Muchos ejemplos podría traer para en prueba de lo que voy diciendo; pero sírvanos sólo uno, y sea el de aquel mancebo amalequita que le trajo la nueva a David de la muerte de Saúl, que su propia lengua fue causa de que le quitasen la vida (cap. XV). Otro tema propio de toda una corriente de escritores de la época y que echaba sus raíces en la Edad Media es el del ataque de la riqueza material, a los bienes temporales. Así, tras afirmar que sólo el licenciado jerónimo Lebrón, Gobernador, y el doctor Andrés Díaz Venero de Leiva, Presidente, salieron del Nuevo Reino sin zozobras y disgustos, y después de hacer una leve reflexión sobre la malicia humana y la afición de los hombres a buscar solamente sus intereses materiales, por pequeños que sean, Rodríguez Freyle escribe: ¡Oh bienes temporales, que sois a los que os tienen una hipocresía con que los aventáis y ponéis hinchados, dándoles una sed perpetúa de beber y más beber, y nunca se hartan! Y como ni permanecéis con el sufrido, ni agradáis al congojoso, ni dais poder al Reino, ni a las dignidades honra, ni con la fama gloria, ni placer en los deleites; y siendo tan poco vuestro poder, ¡cómo arrestamos el nuestro por alcanzaros, y cómo si os alcanzamos no sabemos usar de vosotros! Antes por el mesmo caso que sois de algunos más poseídos, mayores cautelas hacemos y más fuertes lazos armamos contra nuestros prójimos. Por llevaros adelante con mayor crecimiento, despreciamos la carne, la naturaleza y a Dios Nuestro Señor, por preciarnos de vosotros.

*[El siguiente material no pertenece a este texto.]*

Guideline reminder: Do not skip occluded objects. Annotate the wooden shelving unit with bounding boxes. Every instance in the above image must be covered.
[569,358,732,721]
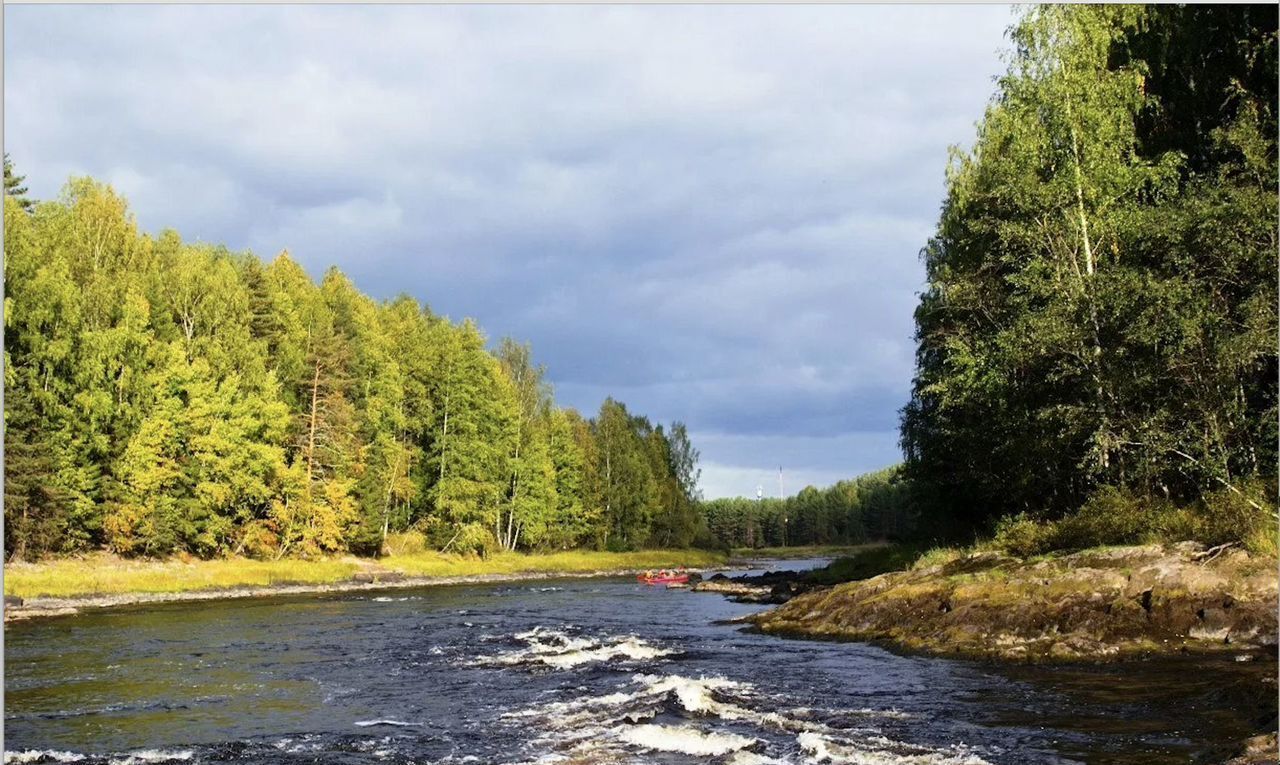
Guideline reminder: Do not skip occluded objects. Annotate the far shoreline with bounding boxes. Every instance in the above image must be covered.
[4,563,745,623]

Como se ve, esas ideas se mantienen dentro de la línea ascética tradicional de desprecio y denigración de la riqueza material. Pero el autor se apunta también, más concretamente, a la doctrina de fray Antonio de Guevara en Menosprecio de Corte y alabanza de aldea, como se advierte con claridad en el párrafo siguiente: Dichoso aquel que lejos de negocios, con un mediano estado, se recoge quieto y sosegado, cuyo sustento tiene seguro en los frutos de la tierra y su cultura, porque ella como madre piadosa le produce y no espera suspenso alcanzar su remedio de manos de los hombres tiranos y avarientos. Pero el tema del menosprecio de la riqueza le resultaba tan grato a Rodríguez Freyle, que por ello insiste: Aquel príncipe llevó una mortaja, y este rey lleva otra mortaja, de todos los tesoros que tuvieron en esta vida. Lector, ¿qué llevaron sus antepasados de todo lo que tuvieron en esta vida? Paréceme que me respondes que solamente una mortaja. Por manera que a todos no les duran más las riquezas, bienes y tesoros, que basta la sepultura. Las riquezas son para bien y para mal; y como los hombres se inclinan más al mal que al bien, por esto las riquezas son ocasión de muchos males, principalmente de soberbia, presunción, ambición, estima de sí mismos, menosprecio de todos Y olvido de Dios (cap. XXI). En una obra como El carnero no podía faltar tampoco, en la razón de la época en que está escrita, alguna consideración sobre la muerte. El autor, como ya he dicho, extrae frecuentemente de los hechos que narra consecuencias morales, o hace reflexiones sobre los casos que relata.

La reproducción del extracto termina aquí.